Question

Given an electron beam whose electrons have kinetic energy of 5.00 kev , what is the minimum wavelength λmin of light radiated by such beam directed head-on into a lead wall?

Answer 1

Wavelength and frequency are inversely proportional, therefore the minimum wavelength occurs when the emitted radiation has maximum frequency.
The energy of the emitted photons is

`E=hf` (1)
where h is the Planck constant and f is the frequency. The maximum energy that can be given to the emitted photons corresponds to the kinetic energy of the electrons (in fact, if they are completely stopped, they give all their kinetic energy to the photons).
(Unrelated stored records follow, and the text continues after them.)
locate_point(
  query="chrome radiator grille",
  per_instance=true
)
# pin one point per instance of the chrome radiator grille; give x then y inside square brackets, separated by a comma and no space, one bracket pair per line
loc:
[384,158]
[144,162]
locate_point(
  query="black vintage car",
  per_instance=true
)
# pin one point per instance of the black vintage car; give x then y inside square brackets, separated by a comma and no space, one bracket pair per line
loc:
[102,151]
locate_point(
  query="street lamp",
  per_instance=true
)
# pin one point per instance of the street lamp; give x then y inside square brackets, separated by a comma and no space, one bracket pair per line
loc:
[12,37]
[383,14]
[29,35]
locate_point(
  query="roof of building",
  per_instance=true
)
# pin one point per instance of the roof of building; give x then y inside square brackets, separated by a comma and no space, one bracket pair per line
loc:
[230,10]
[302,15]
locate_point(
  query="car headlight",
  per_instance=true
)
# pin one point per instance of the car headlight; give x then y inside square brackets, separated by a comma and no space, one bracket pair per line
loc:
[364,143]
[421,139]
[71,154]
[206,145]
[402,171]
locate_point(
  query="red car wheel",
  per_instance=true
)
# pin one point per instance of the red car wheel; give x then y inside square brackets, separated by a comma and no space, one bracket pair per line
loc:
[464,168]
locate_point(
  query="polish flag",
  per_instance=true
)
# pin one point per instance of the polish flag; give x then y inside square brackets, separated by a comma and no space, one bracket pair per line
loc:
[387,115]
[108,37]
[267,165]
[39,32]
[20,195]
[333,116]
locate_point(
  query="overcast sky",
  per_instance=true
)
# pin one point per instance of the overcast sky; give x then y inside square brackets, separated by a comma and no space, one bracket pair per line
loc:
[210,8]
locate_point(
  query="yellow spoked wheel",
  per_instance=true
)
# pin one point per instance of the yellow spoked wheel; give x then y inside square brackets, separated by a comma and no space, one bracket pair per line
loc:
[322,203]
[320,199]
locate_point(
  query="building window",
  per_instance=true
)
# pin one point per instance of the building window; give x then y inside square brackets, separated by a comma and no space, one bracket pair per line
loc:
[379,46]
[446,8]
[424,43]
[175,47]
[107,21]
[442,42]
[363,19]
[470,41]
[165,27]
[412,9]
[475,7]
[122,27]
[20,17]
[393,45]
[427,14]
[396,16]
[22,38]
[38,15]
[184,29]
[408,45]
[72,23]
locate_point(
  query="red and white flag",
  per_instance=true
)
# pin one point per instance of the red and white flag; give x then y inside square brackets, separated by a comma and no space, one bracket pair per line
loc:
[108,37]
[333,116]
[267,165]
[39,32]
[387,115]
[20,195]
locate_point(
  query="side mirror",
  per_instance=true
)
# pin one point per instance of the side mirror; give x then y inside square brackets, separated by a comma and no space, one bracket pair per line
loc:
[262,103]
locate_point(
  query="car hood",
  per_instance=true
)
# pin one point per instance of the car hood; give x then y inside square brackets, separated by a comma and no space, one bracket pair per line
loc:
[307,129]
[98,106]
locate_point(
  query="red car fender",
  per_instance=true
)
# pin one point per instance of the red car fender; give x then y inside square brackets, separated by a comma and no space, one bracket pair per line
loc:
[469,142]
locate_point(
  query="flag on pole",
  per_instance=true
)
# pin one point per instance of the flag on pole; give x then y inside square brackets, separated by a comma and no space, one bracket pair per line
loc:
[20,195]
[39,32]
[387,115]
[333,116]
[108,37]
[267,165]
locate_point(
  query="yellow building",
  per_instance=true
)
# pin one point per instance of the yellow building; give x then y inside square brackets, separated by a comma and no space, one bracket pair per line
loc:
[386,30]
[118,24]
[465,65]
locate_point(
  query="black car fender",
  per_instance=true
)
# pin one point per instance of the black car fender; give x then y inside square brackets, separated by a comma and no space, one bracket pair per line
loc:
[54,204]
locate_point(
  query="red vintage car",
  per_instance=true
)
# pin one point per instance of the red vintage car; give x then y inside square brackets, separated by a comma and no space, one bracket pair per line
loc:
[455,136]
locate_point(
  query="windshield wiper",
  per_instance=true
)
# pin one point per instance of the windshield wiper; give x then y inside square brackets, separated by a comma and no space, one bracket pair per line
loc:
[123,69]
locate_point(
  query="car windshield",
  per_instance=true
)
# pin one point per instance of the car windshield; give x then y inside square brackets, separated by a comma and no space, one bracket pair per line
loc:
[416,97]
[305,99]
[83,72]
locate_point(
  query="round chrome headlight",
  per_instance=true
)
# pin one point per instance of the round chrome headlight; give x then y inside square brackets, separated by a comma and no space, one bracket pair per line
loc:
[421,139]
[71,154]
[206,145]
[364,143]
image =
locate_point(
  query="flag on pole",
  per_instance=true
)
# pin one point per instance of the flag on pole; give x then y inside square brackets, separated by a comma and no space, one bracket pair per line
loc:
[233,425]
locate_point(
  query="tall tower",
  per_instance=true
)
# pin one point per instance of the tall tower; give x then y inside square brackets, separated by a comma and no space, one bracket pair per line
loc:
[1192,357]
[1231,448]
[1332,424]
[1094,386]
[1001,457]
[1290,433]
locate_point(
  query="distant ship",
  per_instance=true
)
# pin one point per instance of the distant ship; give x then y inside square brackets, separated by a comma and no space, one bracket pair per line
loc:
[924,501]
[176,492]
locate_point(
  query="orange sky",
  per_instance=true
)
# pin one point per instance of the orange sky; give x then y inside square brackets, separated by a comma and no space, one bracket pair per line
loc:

Converting the energy in Joules:

`E=5.00 keV= 5000 eV =8.01 \cdot 10^(-16)J`
from eq.(1) we find the corresponding frequency of the photons:

`f= (E)/(h)= (8.01 \cdot 10^(-16) J)/(6.6 \cdot 10^(-34) Js)=1.21 \cdot 10^(18)Hz`

This is the maximum frequency the emitted photons can have, and by using the basic relationship between frequency, wavelength and speed of light c, we can find the corresponding wavelength:

`\lambda= (c)/(f)= (3 \cdot 10^8 m/s)/(1.21 \cdot 10^(18) Hz)=2.48 \cdot 10^(-10) m`
And this is the minimum wavelength of the radiation emitted by this electron beam.